"...They are to teach what is good, and so train the young woman to love their husbands and children, to be self-controlled, pure, working at home, kind, and submissive to their own husbands, that the word of God may not be reviled."

Titus 2:3-5

10.01.2009

When I was a child...

It is unreal how much my daughter looks like me when I was a child. However, what strikes me most is not just the similar outer appearance, but the exact same personality (as I have heard and I suppose I admit). Now, I love this little girl. I had no idea what a joy it would be to have a daughter. The sweetness and laughter that she brings with her presence was nothing I could have imagined.
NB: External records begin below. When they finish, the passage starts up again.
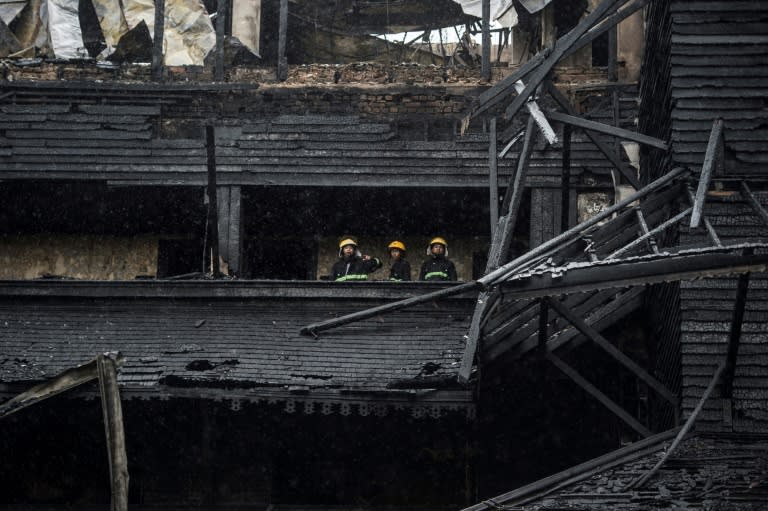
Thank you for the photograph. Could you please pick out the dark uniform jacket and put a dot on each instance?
(438, 268)
(401, 270)
(354, 268)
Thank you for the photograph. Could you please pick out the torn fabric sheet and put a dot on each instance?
(502, 11)
(188, 35)
(112, 22)
(64, 29)
(9, 9)
(246, 23)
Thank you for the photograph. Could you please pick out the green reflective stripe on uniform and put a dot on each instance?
(352, 276)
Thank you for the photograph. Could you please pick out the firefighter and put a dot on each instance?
(401, 269)
(352, 265)
(437, 266)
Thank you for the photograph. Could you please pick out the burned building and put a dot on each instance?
(168, 228)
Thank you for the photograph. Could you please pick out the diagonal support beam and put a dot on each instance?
(597, 394)
(502, 272)
(539, 117)
(62, 382)
(511, 205)
(712, 160)
(649, 234)
(609, 348)
(626, 171)
(607, 129)
(114, 431)
(502, 89)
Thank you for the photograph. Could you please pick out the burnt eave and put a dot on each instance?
(270, 289)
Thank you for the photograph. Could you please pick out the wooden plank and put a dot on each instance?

However, the apple did not fall far from the tree when it comes to being strong-willed and stubborn. I like to make the joke that the only thing that is going to save her from daily battles with her parents if early regeneration. I say that because a turning point for me was when I recognized who Christ was (and is) and that his call to those He saves is not just to be a moralist. The call that lead me to exhibit love, joy, peace, patience, kindness, goodness, faithfulness, gentleness and self-control (Galatians 5:22) and not my strong-willed and I guess I will admit, stubborn nature.

I have said it before, but having children is a great way to point out your own sin. Not just in the way I interact with them, but watching all of the sinful behaviors that they learn from me, or in the way they act out their own sins. Face it, we just sin in a more self-controlled manor. So I saw this picture of Lydia and as cute as she is, I thought the hair, the smile, and the fact that she is standing up in her crib when she is supposed to be laying down, was yet again a picture of my spiritual condition. So I thank God everyday that he has given me such a cute way to be reminded of my need for a Savior and that one day I (and I plead my children) will see Christ face to face. So through my children, God is continually pointing out what is good...

When I was a child, I spoke like a child, I thought like a child, I reasoned like a child. When I became a man [woman], I gave up childish ways. For now we see in a mirror dimly, but then face to face. Now I know in part; then I shall know fully, even as I have been fully know. 1 Corinthians 13:11-12

1 comment:

April said...

love the new "do" Lydia girl!
And love the changes you have made as well.